The title is a little misleading, as part of Isabel Hardman's argument is that the popular perception (if she sets it up accurately) that the United Kingdom has the wrong politicians is mistaken, and that to some extent politicians are trapped in a system which too many people have vested interests in not changing. The bias towards people able and willing to fund their own campaigns - both to become a candidate, and then to be elected to parliament - and against women - with conservatism over women's roles rife in all parties. The book is rich in anecdotes about selection, election, bill committees, select committees, and the combined results of the efforts of the whips and the sheer weight of government business to ensure that bad bills reach the statute book. Few pages - indeed, only a few lines - are devoted to comparisons with other legislatures, and only a little more space is devoted to reform. Ideas include reviving bill committees after the passage of a bill so that members can hear evidence on how a bill works in practice, but it's difficult to see how this would provide a constructive method to improve on legislation. More concrete suggestions include salaries for parliamentary candidates, and salaries for members of select committees, as well as dedicated staff.

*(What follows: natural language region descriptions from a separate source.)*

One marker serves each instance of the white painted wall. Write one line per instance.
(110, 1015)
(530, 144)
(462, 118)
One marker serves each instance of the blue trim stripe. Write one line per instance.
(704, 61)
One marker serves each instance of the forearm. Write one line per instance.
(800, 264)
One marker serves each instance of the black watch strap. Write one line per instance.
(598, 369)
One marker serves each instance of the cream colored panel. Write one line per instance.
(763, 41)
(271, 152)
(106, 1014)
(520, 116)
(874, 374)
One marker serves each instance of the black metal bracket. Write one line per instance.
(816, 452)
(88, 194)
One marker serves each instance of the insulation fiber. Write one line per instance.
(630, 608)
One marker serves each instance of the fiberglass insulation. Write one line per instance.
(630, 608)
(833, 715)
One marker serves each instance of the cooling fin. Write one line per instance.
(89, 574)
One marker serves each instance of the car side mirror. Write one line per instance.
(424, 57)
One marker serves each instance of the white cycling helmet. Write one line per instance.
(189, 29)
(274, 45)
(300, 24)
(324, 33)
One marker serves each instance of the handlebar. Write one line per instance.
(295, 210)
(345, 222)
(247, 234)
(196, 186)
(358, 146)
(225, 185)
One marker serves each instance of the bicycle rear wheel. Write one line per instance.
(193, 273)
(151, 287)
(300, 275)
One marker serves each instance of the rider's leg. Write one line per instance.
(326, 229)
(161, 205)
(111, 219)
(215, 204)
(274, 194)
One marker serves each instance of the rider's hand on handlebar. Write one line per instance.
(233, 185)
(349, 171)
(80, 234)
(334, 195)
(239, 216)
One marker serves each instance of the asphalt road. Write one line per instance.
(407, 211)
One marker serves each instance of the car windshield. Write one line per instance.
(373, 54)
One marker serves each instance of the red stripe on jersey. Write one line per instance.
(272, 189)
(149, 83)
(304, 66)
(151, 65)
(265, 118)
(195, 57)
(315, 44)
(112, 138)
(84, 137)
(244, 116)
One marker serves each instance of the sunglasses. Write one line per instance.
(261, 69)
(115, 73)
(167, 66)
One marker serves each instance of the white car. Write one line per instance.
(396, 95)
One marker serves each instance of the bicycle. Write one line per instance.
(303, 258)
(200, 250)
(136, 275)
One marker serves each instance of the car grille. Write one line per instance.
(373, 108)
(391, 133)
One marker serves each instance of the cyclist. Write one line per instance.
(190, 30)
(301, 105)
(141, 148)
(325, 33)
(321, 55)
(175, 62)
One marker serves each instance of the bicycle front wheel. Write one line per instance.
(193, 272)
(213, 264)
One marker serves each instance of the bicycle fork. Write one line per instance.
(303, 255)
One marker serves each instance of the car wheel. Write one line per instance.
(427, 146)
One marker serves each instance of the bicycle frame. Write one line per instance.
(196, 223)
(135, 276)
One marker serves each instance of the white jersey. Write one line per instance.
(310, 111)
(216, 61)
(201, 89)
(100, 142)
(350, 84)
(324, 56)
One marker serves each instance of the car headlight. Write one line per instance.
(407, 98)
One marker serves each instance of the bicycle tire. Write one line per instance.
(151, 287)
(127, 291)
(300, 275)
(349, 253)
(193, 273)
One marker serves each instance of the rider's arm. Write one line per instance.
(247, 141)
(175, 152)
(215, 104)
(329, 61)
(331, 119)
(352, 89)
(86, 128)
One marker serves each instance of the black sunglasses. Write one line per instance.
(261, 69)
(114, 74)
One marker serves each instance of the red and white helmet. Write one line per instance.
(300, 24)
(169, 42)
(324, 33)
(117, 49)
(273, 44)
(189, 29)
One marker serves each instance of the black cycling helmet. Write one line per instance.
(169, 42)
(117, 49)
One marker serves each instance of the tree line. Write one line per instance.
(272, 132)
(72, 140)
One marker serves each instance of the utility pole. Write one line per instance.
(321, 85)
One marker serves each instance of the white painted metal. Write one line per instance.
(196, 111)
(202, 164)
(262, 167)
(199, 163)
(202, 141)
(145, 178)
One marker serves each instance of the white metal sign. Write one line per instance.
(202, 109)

This isn't an apologia, even though Hardman did fall in love with one of her MP case studies which I'm sure isn't recommended practice. There is a lot of reporting of situations in recent years where MPs off and on the front benches should have done much better, being distracted by the legality of a proceeding - such as the invasions of Iraq and Libya - over the practicalities and details of the post-invasion plans, or in the case of Andrew Lansley's Health and Social Care Bill allowing it to career into the Commons without either of the Coalition government party leaders understanding what was planned. However, while entertaining it leaves one more frustrated with the state of affairs than confident about solutions.